Phenol binding agents, such as polyvinyl polypyrrolidone (PVPP), polyethylene glycol (PEG) and polyvinyl pyrrolidone (PVP) have been used extensively to investigate the in vitro ruminal biological activity of tannins in browse species [1,2]. These compounds usually form stable complexes with tannins hence preventing the binding between tannins and proteins. Incubating plant samples in the presence or absence of a phenol binding agent constitutes the in vitro tannin bioassay. The difference in fermentation characteristics between treated and untreated substrates gives an idea of the biological effects of tannins in rumen fermentation [2]. Polyethylene glycol is the more widely used binding agent owing to its greater affinity to bind tannins [3]. As a synthetic polymer, PEG inactivates tannins by forming tannin-PEG complexes [3]. In addition, PEG treatment can reverse already formed tannin-substrates complexes, thus making substrates available for fermentation [4].

Although several authors have reported positive effects of PEG inclusion on in vitro ruminal fermentation of tanniniferous forages [5,6], its use in vivo by small holder farmers may be limited by cost and availability. It is therefore prudent to ensure that only the optimum inclusion rates are used to prevent oversupply in diets. Recommendations on inclusion rates of PEG for complete tannin neutralization vary widely. According to [3], PEG supplementation levels of 1 g PEG per gram of sample for in vitro studies while, [5] indicated that 15 mg PEG would be sufficient to neutralize 75 g CT/g sample in the diets of animals. It was suggested by [7] that 2 g of PEG to 5 g dried and ground foliage can completely annul the suppressive effects of tannins in vitro. These inclusion rates may not be universally applicable since the efficiency of PEG binding to tannins can vary across forage species owing to the different chemical structure and molecular weight of tannins [3]. As such, an investigation of the optimum inclusion rate of PEG should be conducted for forages that vary sufficiently from those used in previous studies, especially if their growth environment differs significantly.

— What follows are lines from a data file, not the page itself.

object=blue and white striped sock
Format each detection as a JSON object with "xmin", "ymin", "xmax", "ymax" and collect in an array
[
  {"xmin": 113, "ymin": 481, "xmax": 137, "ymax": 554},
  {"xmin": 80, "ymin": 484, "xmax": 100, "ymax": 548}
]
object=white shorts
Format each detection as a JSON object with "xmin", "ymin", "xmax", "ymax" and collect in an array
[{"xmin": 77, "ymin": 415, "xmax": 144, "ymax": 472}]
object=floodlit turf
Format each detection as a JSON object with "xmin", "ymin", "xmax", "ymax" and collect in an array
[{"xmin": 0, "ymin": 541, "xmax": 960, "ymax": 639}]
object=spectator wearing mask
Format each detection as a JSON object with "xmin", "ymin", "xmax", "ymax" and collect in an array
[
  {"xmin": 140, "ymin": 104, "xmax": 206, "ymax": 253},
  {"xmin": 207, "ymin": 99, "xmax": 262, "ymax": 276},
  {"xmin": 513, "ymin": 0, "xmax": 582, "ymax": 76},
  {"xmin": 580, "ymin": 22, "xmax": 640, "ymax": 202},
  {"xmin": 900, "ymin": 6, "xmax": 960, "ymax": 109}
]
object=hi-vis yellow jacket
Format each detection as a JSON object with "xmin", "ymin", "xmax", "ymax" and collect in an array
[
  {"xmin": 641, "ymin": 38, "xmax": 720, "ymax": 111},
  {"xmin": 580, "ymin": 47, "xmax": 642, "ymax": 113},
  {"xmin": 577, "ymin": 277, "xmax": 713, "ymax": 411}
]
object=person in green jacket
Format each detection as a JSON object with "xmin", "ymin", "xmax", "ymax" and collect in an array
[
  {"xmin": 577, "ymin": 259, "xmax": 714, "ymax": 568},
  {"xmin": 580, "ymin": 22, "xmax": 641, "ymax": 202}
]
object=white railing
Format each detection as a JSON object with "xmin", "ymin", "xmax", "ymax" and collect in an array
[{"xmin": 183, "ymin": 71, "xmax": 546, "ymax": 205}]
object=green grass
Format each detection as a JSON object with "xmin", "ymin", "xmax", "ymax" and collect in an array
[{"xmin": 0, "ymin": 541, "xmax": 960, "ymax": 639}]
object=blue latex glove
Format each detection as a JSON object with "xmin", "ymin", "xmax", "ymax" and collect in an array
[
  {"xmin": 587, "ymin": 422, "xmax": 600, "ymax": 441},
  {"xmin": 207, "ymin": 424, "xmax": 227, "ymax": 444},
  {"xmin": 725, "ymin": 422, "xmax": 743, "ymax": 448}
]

Leucaena leucocephala, G. sepium and T. gigantea can be used to supplement the poor quality diets of ruminant animals in Trinidad and Tobago. Crude protein (CP) content of leaves from these species range from 185 to 318 g/kg DM, making them potential protein supplements [8]. It was reported that the supplementary effect of legumes on the in vivo digestibility of grasses is due to the legume overcoming a Nitrogen deficiency [9]. Their use, however, may be limited by anti nutritional compounds such as tannins. It was indicated by [10] that condensed tannins interrupt microbial attachment to feed particles and inhibit ruminal fermentation. Fermentation can be further affected as tannins exert deleterious effects on microbial and enzymatic activities [1]. According to [11] the toxic effects of tannins can be due to tannins inhibiting enzyme activity and causing substrates and metal ions to be unavailable to microbes. If microbial activity is hindered, the extent of degradation in the rumen would decline dramatically. As a result, the utilization of crude protein (CP) in forage species by ruminants could be limited by elevated levels of biologically active condensed tannins [5].

There is a lack of information about the optimum inclusion level of PEG for tannin amelioration in L. leucocephala, G. sepium and T. gigantea foliage being grown for ruminants in Trinidad and Tobago. This paper therefore seeks to determine the optimum inclusion level of PEG for in vitro-based diagnosis of tannin bioactivity in G. sepium, L. leucocephala and T. gigantea leaves using the Reading Pressure Technique [12].

2. MATERIALS AND METHODS

2.1. Study Site

Leaf samples were obtained from established tree species at the University of the West Indies Field Station (UFS). The UFS (Lat 10˚38'N Long 61˚23'W) has a relatively flat topography with an altitude of 15.2 meters above mean sea level. Average annual rainfall is 1782.9 mm with an average monthly temperature of 27˚C. The soil type is river estate loam. The soil is free draining with a pH range of 5.0 - 6.2.

2.2. Sample Preparations

Fresh leaf materials (leaves with petioles) were harvested from forage tree species (L. leucocephala, G. sepium, and T. gigantea) that were trimmed to a height of 1 meter at UFS. Harvesting was done in the morning manually by cutting branches at a distance of 1 m from the growing tip for (G. sepium) and 0.5 m for (T. gigantea and L. leucocephala), 8 weeks after the trees had been trimmed to a 1 meter height. Leaves from six individual trees of each species were harvested, weighed and stored in brown paper bags separately. Leaf samples were immediately transported to the laboratory and oven dried to a constant weight at 65˚C. The dried samples were then milled to pass through a 1 mm sieve using a Wiley Mill (GLEN CRESTON LTD, MIDDLESEX, UK) and kept in separate brown paper bags pending chemical analysis and in vitro ruminal fermentation.

2.3. Chemical Analyses

Chemical analyses were carried out as part of an earlier study [8]. Dry matter, organic matter, crude protein, neutral detergent fibre, acid detergent fibre, acid detergent lignin, soluble and insoluble condensed tannin content of leaves were determined. The chemical composition of the leaves is presented in Table 1 below to further describe the substrates used in this study.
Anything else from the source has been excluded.